In this file the textfile which was combined out of three files, is transformed into the N-grams (2, 3 and 4). These N-grams are used in a predictionalgoritme.
In this part the Totaltext data set which is cleaned before is read.
URLfile <- "C:/Users/menno_000/Documents/R/Course data analytics/Capstone/final/en_US/"
## Reading twitter
con <- file(paste0(URLfile,"en_US.combined.txt"), "r")
Totaltext <- readLines(con, encoding = "UTF-8", skipNul = TRUE)
close(con)
rm(con)
cleaningData <- function(inputfile){
inputfile <- iconv(inputfile, "latin1", "ASCII", sub="")
inputfile <- VectorSource(inputfile)
inputfile <- SimpleCorpus(inputfile, control = list(language = "en"))
inputfile <- tm_map(inputfile, content_transformer(tolower))
inputfile <- tm_map(inputfile, removePunctuation)
inputfile <- tm_map(inputfile, removeNumbers)
inputfile <- tm_map(inputfile, stripWhitespace)
}
Totaltext <- cleaningData(Totaltext)
textdata <- VectorSource(Totaltext)
rm(Totaltext)
textdata <- VCorpus(textdata)
BigramTokenizer <- function(x) NGramTokenizer(x, Weka_control(min = 2, max = 2))

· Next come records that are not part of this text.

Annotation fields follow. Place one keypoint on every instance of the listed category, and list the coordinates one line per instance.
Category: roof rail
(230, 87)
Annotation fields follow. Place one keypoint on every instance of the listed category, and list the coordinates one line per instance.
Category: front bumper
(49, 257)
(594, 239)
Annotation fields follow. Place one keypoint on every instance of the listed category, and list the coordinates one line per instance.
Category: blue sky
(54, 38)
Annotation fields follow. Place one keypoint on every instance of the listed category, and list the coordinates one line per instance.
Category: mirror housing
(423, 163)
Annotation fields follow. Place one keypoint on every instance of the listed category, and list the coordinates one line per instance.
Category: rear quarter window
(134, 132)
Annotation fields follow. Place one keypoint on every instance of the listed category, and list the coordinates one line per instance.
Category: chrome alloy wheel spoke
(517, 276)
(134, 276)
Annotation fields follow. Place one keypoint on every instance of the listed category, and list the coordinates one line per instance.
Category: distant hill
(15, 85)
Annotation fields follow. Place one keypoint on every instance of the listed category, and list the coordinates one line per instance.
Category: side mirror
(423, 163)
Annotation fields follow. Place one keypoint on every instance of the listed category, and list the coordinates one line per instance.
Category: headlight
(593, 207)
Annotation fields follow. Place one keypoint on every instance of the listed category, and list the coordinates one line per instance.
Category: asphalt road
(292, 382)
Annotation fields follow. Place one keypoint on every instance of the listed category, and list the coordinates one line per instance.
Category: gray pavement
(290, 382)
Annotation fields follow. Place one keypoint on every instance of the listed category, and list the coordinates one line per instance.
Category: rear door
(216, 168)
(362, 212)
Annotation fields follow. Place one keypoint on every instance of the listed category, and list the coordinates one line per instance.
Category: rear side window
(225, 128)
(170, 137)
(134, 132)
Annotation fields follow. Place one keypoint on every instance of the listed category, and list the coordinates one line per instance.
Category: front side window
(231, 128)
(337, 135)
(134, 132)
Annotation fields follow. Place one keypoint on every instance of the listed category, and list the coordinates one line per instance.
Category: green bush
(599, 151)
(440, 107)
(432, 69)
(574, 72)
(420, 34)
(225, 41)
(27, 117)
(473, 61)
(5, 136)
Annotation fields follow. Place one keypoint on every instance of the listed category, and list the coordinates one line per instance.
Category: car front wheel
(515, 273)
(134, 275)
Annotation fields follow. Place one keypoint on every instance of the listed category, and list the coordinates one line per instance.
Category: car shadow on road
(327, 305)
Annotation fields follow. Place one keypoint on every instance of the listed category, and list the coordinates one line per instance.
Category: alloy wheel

## Building a document term matrix for 2 word clusters
## I had to transform the data into a VCorpus because in my version the Weka package is not working.
dtm2 <- DocumentTermMatrix(textdata, control = list(tokenize = BigramTokenizer))
# The clusters are sorted so the clusters with the higest frequency can be extracted
dtm2 <- aggregate(count ~ term, data = tidy(dtm2), sum)
dtm2 <- dtm2[order(as.numeric(dtm2$count), decreasing = TRUE), ]
## Building the model
names(dtm2) <- c("word", "freq")
## Saving dtm2
saveRDS(dtm2, "C:/Users/menno_000/Documents/R/Course data analytics/Capstone/final/en_US/en_US.dtm2.rds")
rm(dtm2)
TrigramTokenizer <- function(x) NGramTokenizer(x, Weka_control(min = 3, max = 3))
## Building a document term matrix for 3 word clusters
dtm3 <- DocumentTermMatrix(textdata, control = list(tokenize = TrigramTokenizer))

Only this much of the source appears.